Laing is perfectly embodied by Tom Hiddleston, whose good looks and physical grace have always had something louche and ophidian about them. His performance as Loki often deployed those qualities to the point of self-parody; here he is subtler and more restrained. He cultivates a careful exterior blandness, constantly mouthing platitudes about how everything will surely be fine—the power will be restored, and all will return to normal soon enough—even as he fluidly adapts to the chaos around him.
His restraint almost allows his co-stars to steal the show. Richard Wilder (Luke Evans) starts brash and lively, and devolves to a point where he speaks mostly in guttural growls, rapes “people he isn’t supposed to” (says one outraged upper-floors man), and eats dog food with relish. Jeremy Irons—who has apparently scarcely aged at all since Dead Ringers—plays Anthony Royal with a touch of arch camp, swanning about in his increasingly bloodstained white safari jacket and brandishing a chrome walking-stick.

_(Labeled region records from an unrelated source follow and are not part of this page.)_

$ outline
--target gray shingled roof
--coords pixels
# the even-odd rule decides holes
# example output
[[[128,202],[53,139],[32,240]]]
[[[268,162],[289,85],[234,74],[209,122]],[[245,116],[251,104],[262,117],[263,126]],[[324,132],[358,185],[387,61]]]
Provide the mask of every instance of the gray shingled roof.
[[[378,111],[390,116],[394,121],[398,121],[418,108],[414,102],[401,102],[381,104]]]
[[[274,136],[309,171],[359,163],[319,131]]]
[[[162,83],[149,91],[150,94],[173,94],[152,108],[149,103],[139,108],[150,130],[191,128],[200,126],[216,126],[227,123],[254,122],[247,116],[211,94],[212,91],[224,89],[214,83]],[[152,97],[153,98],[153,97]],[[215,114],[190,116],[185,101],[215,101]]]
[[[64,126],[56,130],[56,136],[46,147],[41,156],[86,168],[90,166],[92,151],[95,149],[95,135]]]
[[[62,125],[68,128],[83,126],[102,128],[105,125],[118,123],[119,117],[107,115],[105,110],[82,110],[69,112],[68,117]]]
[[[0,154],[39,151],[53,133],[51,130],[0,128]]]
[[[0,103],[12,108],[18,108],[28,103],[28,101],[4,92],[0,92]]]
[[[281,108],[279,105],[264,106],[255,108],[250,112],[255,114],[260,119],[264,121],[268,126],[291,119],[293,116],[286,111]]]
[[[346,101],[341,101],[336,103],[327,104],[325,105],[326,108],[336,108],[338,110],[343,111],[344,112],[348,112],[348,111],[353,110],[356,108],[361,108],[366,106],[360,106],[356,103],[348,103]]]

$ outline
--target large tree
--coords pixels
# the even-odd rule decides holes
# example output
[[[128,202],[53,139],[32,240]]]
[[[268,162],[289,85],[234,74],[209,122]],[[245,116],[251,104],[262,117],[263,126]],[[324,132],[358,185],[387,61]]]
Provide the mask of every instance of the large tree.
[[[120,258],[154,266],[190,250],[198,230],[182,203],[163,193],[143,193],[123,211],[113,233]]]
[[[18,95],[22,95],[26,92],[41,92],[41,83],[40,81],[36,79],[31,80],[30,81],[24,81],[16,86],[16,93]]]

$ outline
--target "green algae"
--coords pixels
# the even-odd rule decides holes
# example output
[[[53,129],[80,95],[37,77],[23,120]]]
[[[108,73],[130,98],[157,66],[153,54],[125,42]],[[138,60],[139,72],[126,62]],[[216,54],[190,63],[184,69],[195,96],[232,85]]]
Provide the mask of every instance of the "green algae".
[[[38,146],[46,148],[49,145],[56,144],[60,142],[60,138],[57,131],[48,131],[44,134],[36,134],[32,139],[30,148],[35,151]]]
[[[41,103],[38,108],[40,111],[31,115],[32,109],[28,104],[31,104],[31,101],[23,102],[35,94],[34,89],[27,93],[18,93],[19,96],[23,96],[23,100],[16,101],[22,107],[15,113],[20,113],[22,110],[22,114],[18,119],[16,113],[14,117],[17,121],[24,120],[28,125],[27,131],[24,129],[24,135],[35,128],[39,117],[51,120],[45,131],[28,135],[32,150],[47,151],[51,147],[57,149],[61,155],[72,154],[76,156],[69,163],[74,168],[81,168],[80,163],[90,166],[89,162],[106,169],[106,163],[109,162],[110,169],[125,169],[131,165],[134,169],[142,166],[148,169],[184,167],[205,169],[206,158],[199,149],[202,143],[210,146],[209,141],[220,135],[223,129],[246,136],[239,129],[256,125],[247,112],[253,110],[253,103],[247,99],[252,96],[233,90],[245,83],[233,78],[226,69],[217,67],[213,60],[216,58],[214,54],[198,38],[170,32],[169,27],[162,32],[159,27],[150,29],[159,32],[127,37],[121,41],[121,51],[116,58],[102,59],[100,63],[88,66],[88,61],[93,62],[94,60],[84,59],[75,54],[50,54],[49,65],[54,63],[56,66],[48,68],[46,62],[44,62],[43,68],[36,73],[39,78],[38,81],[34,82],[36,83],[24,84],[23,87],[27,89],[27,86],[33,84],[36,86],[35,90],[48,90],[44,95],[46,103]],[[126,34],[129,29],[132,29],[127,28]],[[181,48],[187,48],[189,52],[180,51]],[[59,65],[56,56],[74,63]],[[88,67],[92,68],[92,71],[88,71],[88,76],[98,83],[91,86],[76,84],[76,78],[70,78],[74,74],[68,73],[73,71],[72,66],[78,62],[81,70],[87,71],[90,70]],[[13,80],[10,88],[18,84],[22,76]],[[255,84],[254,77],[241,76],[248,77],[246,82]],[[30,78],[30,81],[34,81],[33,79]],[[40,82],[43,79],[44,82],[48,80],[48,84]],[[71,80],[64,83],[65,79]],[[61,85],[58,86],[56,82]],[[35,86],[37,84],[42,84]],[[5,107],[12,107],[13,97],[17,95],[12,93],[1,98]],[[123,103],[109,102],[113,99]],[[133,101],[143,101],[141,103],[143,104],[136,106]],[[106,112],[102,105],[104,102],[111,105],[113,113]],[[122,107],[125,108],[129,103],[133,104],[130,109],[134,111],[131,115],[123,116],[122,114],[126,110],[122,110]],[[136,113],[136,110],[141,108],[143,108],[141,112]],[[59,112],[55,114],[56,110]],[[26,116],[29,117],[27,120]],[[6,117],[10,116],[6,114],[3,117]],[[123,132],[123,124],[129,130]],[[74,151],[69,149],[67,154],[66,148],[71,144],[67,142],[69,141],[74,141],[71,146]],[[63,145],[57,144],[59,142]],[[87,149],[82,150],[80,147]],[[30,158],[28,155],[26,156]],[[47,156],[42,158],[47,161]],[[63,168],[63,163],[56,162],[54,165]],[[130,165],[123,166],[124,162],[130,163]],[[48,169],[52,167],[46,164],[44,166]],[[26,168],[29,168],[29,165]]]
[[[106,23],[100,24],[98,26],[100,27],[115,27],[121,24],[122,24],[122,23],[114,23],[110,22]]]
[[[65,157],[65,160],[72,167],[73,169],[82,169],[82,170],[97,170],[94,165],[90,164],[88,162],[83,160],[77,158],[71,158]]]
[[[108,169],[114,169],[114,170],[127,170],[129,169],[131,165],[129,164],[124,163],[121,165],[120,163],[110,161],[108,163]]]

Wheatley and Jump notably give more time to the women of the high-rise than they are afforded in the novel. Laing’s neighbor and occasional fling Charlotte Melville (Sienna Miller) gains greater significance as someone whose membership on “all sorts of committees” and contacts through all levels of the high-rise make her a sharp-eyed observer and commentator. Wilder’s wife Helen (an underutilized but still marvelous Elisabeth Moss) is sharper of tongue and less frustratingly passive, and Royal’s wife Ann (Keeley Hawes) and actress Jane Sheridan (Sienna Guillory) create an unsettling double-act made more unnerving by their physical similarity. Initially, the men treat them as possessions, sexual playthings, and bargaining chips, but as time passes, the women draw together in bands for mutual protection, apparently even in defiance of the class lines ferociously defended by the men; they tend to Charlotte after she’s been brutalized by Wilder, for instance, and in the final act they avenge themselves on one of their tormentors with many sharp knives. Suggestively, one of the most significant visuals is the presence in Royal’s penthouse of Goya’s Witches’ Sabbath.
That coalition of women that forms as the men tear each other apart strikes the closest thing to any kind of “uplifting” note in High-Rise. As the film closes, lights begin to fail in the next high-rise over, and Charlotte’s son sits on the roof, listening to a radio broadcast of (not yet Prime Minister) Margaret Thatcher declaring that “There is only one economic system in the world, and that is capitalism.” The microcosm within the high-rise suggests that she may have had a point—perhaps humans have an innate drive toward capitalist exploitation and hierarchy that even the best-intentioned plans cannot defeat, particularly when people have been conditioned from birth to find their “slot.” However, Wheatley’s film is as resistant to tidy interpretation as Ballard’s original novel, and like the novel, it goes to artistic extremes to call attention to aspects of human nature that the viewer may not want to see.